Salah satu alasan kenapa Rian bisa mandi di kamar mandi guru yang biasanya ke kunci karena genk-nya sudah menserep kuncinya. Aktif sekali memang! Zero cepat membukanya,
"Eh, gak kekunci," cicitnya. Saat knop pintu terbuka mereka justru melihat adegan membingungkan. Posisi Rian yang di bawah Manda, tangannya masih merangkul pinggul Manda yang di atasnya sama sekali gak ada yang gerak
"Rian.., Rian udah!"
Manda cepat menyingkirkan tangan Rian dan segera berdiri. Ia juga membenarkan tampilannya.
"Ini gak seperti yang lo semua bayangin!"
"Lo apain Rian ?!" tanya Dika terkesima
"Gue udah bilang, gak seperti yang kalian bayangin!" tekan Manda. Zero terjongkok untuk membangunkan Rian
"Bener Rian lo gak diapa-apain?!"
"Enggak kok!" jawab Rian dengan nafas yang memburu.
Ketiganya gak bisa percaya gitu saja.
"Lo udah gak perawan?!"
"Ngaco lo, Bas!"
"Terus kenapa lo telanjang?!" cecar Dika.

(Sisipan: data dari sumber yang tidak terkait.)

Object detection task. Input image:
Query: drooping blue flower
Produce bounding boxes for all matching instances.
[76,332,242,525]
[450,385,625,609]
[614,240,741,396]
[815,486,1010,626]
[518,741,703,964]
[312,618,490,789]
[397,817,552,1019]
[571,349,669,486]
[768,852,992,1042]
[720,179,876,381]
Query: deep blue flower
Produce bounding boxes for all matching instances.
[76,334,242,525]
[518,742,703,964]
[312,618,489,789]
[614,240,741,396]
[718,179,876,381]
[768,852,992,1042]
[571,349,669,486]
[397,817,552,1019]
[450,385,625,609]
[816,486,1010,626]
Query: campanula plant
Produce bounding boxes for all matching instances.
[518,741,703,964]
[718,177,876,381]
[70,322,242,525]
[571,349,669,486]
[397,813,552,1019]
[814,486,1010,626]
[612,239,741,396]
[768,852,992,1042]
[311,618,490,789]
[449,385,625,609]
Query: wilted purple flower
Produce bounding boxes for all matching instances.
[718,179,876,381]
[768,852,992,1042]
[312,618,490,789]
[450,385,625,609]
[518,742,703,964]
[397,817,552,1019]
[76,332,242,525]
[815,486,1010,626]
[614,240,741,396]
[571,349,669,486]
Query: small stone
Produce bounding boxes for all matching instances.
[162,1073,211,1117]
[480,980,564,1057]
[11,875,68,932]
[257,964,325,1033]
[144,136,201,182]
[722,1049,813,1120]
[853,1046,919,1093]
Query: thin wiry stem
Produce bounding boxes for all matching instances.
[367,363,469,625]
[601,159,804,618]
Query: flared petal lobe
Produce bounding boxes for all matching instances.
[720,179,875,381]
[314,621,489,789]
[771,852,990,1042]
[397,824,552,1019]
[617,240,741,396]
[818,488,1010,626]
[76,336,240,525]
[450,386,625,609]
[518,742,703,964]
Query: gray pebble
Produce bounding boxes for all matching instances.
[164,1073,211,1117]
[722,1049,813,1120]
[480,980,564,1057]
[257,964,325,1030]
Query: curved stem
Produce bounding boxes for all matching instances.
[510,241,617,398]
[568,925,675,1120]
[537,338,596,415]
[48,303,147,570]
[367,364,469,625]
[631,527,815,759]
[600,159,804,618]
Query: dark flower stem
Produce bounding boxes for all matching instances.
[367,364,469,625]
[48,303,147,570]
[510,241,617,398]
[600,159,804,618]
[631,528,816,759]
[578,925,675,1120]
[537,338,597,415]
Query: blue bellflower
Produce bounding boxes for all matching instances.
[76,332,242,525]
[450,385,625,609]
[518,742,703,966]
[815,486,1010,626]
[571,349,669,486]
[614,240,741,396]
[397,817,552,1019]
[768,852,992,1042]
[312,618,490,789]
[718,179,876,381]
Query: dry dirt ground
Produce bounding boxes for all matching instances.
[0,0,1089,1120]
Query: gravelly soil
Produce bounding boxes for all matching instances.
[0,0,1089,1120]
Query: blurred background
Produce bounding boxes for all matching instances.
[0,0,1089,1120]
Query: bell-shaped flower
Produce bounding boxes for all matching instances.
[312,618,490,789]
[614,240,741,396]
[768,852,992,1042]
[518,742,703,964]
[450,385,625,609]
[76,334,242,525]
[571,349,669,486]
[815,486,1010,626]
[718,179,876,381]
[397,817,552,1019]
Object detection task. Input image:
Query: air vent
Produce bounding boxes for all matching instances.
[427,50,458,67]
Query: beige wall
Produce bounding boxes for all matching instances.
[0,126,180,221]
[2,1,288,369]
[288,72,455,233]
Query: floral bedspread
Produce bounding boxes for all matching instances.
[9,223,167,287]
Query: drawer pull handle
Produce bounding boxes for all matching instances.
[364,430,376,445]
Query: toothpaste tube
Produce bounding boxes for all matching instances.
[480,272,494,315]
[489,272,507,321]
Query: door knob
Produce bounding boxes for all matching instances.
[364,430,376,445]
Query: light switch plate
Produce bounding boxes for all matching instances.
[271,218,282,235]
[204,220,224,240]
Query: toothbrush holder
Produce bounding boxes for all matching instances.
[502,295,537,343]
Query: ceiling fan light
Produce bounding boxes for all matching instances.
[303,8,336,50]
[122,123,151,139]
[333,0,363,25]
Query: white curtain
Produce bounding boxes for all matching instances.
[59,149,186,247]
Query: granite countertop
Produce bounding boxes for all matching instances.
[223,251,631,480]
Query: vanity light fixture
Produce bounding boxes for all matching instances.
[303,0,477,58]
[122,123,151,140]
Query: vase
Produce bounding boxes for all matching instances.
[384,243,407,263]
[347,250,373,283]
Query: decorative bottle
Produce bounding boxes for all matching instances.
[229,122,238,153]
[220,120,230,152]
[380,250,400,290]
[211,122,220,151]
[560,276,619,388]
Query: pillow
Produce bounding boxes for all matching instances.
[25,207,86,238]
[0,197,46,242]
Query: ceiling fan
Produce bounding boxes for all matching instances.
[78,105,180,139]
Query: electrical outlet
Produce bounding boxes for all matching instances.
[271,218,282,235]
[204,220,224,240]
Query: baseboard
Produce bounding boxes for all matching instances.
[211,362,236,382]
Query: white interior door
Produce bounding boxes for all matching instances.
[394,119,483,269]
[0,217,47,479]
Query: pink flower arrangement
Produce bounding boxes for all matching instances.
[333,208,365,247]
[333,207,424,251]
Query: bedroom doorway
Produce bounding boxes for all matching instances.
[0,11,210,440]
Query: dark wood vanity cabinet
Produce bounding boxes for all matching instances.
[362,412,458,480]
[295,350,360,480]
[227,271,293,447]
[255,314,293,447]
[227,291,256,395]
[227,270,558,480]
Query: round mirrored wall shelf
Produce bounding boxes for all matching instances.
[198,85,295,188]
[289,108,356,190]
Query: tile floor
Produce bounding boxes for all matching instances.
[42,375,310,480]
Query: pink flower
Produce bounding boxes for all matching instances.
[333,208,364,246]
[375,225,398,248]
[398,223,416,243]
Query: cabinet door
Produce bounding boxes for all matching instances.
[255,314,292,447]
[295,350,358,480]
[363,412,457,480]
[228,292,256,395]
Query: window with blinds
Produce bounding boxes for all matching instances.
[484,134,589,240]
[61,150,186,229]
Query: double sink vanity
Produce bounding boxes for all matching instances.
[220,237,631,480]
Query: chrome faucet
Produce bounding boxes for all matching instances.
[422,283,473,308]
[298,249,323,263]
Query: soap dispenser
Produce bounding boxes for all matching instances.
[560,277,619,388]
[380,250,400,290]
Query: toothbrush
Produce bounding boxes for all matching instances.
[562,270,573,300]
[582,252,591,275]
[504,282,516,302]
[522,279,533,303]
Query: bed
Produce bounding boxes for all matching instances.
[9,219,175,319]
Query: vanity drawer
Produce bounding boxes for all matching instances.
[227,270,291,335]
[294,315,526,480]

Ini terlalu mustahil untuk di anggap wajar.
"Itu.., Rian bajunya dibakar sama." Manda menutup mulutnya. "Enggak jadi!"
"Dibakar siapa?!" tanya Rian penasaran
"Udahlah. Mending kalian bantu Rian pinjem celana. Gue udah pinjemin baju tadi" Manda mencoba berkelit.
"Kebetulan gue ada celana di loker!" ucap Zero "Ya udah gue ambil dulu,ya. Berang-berang kejepit kawat. Berangkat."